Page:Leblanc — Contes du soleil et de la pluie, parus dans L’Auto, 1902-1907.djvu/333
Le texte de cette page a été corrigé et est conforme au fac-similé.
CONTES DU SOLEIL ET DE LA PLUIE
Ma Femme et son Mari
Le docteur Daurenne nous raconta
cette plaisante aventure :
Cela date de l’automne dernier. Je revenais
en automobile des bords de la
Loire, où j’avais été chasser durant quelques
jours. À l’endroit le plus désert des
plaines de Sologne, une panne me surprit.

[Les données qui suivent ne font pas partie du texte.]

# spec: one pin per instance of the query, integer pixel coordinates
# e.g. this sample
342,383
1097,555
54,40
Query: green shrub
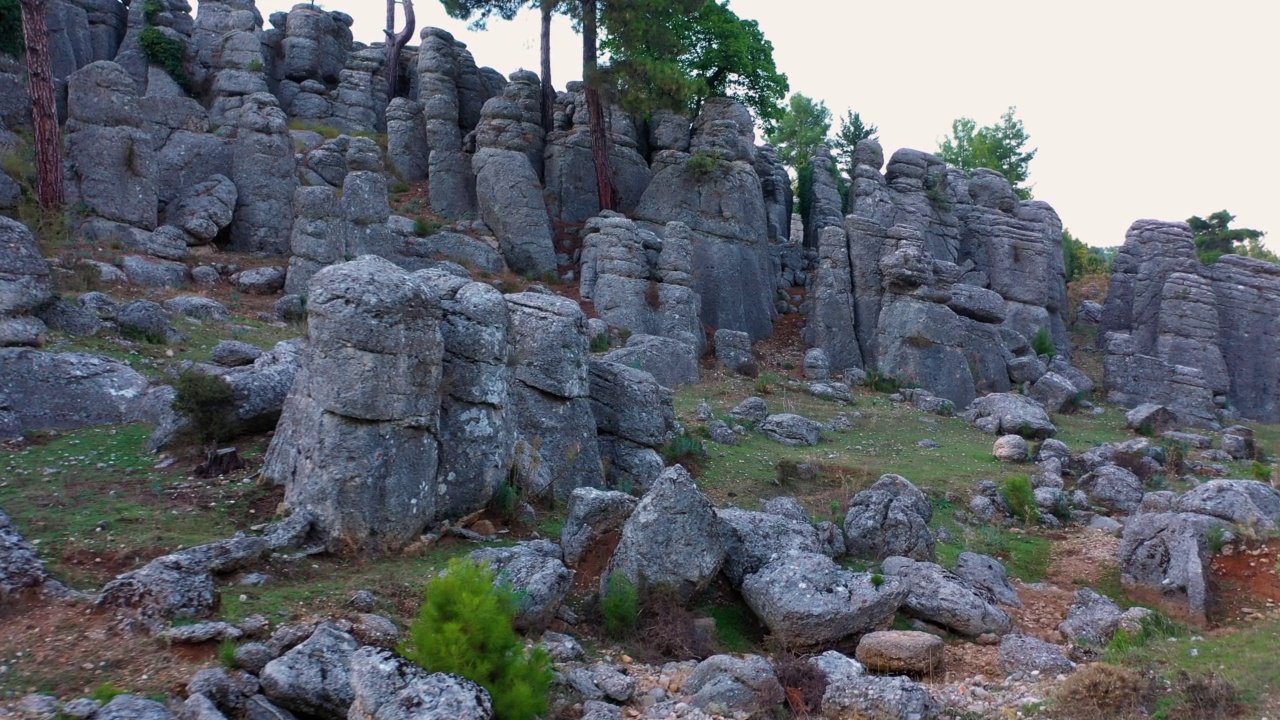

Nous n’en avions pas encore découvert
la cause, mon mécanicien et moi,
lorsque survint une automobile qui suivait
la même direction que nous.
Entre voyageurs qui se trouvent en
pays perdu, on compatit plus facilement
à l’infortune d’un collègue. La voiture
s’arrêta. Un monsieur en descendit, couvert
comme moi d’une ample peau de
bique.
Je lui expliquai ma situation et la nécessité
où j’étais d’arriver le soir même
à Paris pour dîner. Très aimablement il
m’offrit une place. Mon mécanicien se
tirerait d’affaire comme il pourrait. J’acceptai.
Un chauffeur conduisait sa voiture. Il
s’assit près de lui, tandis que moi je prenais
place dans le tonneau, auprès de sa
femme, ou plutôt auprès de l’amas de
fourrures et de voiles qui représentait sa
femme.
Tout cela fut effectué rapidement. Eux
aussi ils étaient pressés. Il n’y eut pas
de présentation, et je jugeai inutile, du
moins jusqu’à nouvel ordre, d’adresser
la parole à ma voisine. Elle ne m’y conviait
d’ailleurs pas, préoccupée surtout,
me sembla-t-il, de se garantir contre un
petit vent glacé qui nous prenait en
écharpe.
Et tous quatre, sous le masque, sous le
déguisement des peaux et des casquettes
rabattues, nous roulâmes en silence.
Une demi-heure passa. L’automobile
était une quatorze-chevaux. Nous avancions.